Once an account has been established, anyone can contribute to it. Any investor can participate, regardless of their income or net worth. Furthermore, there are no age or time limit restrictions for the contributor or the beneficiary.
How will a 529 plan affect my child’s chances to qualify for financial aid?
Guidance for the U.S. Department of Education states that your 529 savings account is treated as an asset of the parent or other account owner in determining eligibility for federal financial aid. However, the rules in this area remain somewhat uncertain. In short, saving for college with a 529 plan will impact a student’s financial aide eligibility, although the precise effect will depend on the type of 529 plan and the policies of the institution. Of course, saving for college through other means can have a substantial impact as well, in many cases more substantial than a 529 plan.
What if the beneficiary decides not to go to college?
The account owner has a few choices if the beneficiary decides not to go to college. First, he or she can leave the funds in the account in the event that the beneficiary eventually decides to go to school. Another alternative is to change the beneficiary to another qualified family member of the original beneficiary. Lastly, the account owner can take a non-qualified withdrawal from the account subject to state and federal income taxes, as well as a 10% penalty on earnings.
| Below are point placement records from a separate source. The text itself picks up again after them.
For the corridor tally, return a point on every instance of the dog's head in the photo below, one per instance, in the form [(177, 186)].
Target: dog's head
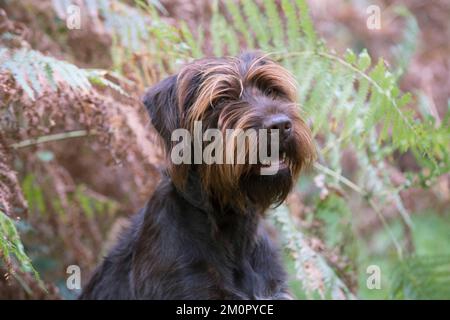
[(232, 108)]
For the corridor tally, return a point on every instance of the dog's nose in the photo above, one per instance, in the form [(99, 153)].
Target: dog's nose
[(280, 122)]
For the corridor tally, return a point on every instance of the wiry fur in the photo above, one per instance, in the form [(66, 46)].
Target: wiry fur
[(201, 235)]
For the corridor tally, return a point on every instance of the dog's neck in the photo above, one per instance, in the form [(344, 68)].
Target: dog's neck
[(195, 194), (229, 223)]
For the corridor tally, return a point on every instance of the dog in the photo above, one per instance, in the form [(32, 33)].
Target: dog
[(202, 234)]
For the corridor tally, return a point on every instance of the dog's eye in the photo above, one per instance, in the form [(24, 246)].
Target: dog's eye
[(271, 92), (220, 101)]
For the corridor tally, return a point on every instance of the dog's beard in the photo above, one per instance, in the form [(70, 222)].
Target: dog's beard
[(268, 190)]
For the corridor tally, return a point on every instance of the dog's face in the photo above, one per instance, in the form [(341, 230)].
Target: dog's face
[(249, 92)]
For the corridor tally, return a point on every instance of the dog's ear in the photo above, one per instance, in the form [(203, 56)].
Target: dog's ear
[(161, 103)]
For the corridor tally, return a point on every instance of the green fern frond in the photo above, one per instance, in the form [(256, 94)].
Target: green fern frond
[(12, 250), (422, 277), (35, 72)]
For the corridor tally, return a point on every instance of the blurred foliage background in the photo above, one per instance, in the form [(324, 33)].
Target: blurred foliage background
[(78, 155)]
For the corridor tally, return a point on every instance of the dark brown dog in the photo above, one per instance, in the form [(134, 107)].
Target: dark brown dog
[(201, 235)]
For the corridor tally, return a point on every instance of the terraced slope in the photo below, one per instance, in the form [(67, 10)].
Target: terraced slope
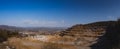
[(87, 34)]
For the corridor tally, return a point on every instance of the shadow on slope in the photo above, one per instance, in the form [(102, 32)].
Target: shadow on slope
[(111, 39)]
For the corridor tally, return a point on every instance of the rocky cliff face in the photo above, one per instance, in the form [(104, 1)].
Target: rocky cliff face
[(87, 34)]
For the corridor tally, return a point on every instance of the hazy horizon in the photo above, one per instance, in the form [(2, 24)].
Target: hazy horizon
[(57, 13)]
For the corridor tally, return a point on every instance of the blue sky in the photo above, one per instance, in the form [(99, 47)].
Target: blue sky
[(57, 13)]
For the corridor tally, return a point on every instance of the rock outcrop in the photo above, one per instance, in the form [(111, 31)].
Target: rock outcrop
[(87, 34)]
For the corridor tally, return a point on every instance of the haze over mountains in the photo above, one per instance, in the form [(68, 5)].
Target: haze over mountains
[(33, 29)]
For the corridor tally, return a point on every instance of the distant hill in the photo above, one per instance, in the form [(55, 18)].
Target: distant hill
[(32, 29)]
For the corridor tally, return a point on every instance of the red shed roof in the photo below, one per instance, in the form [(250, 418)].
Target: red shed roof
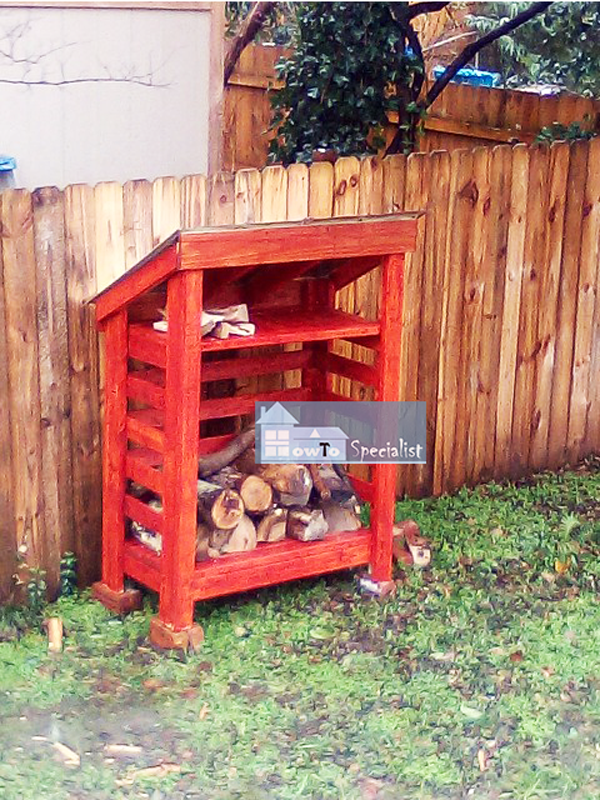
[(325, 241)]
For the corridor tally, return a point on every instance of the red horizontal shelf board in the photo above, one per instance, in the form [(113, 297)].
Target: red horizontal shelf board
[(267, 565), (281, 561), (141, 564), (281, 326)]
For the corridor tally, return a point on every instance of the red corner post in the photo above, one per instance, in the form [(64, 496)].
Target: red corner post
[(180, 469), (110, 591), (388, 385)]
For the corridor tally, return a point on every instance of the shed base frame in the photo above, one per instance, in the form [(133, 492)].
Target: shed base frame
[(164, 636), (120, 602)]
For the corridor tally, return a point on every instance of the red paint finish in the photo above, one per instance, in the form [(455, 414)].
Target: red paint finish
[(153, 413)]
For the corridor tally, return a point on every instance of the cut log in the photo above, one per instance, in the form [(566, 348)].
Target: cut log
[(291, 481), (256, 493), (216, 461), (339, 518), (337, 483), (227, 478), (306, 525), (243, 537), (246, 461), (227, 509), (218, 539), (321, 487), (272, 527)]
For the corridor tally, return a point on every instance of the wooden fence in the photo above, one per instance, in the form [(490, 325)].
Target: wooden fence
[(502, 316), (462, 117)]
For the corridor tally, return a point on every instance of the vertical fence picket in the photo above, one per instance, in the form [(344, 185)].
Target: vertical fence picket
[(345, 204), (84, 363), (524, 416), (321, 183), (297, 196), (431, 312), (247, 196), (418, 168), (511, 308), (451, 433), (137, 220), (110, 235), (549, 288), (20, 283), (221, 199), (394, 173), (567, 304), (193, 201), (8, 534), (166, 208), (55, 395), (585, 383), (494, 270)]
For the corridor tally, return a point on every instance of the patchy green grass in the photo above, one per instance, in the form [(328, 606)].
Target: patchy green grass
[(481, 678)]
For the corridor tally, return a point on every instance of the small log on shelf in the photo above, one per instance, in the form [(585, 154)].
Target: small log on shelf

What if the beneficiary receives a scholarship?
If the beneficiary receives a scholarship, the account owner can leave the funds in the account to be used at a future date (for example, graduate school costs). Another option is to change the beneficiary to someone who is a qualified family member of the original beneficiary. The account owner may also withdraw up to the amount of the scholarship without penalty. However, the account owner will be taxed at his or her tax rate.
What if I change my mind about investing in a 529 plan?
The account owner can withdraw the funds at anytime. However, if funds are withdrawn and not used for qualified higher education expenses, earnings will be subject to state and federal income taxes at the account owner’s tax rate. In addition a 10% penalty on earnings will be assessed.
Can I transfer assets from an existing UGMA/UTMA into a 529 plan?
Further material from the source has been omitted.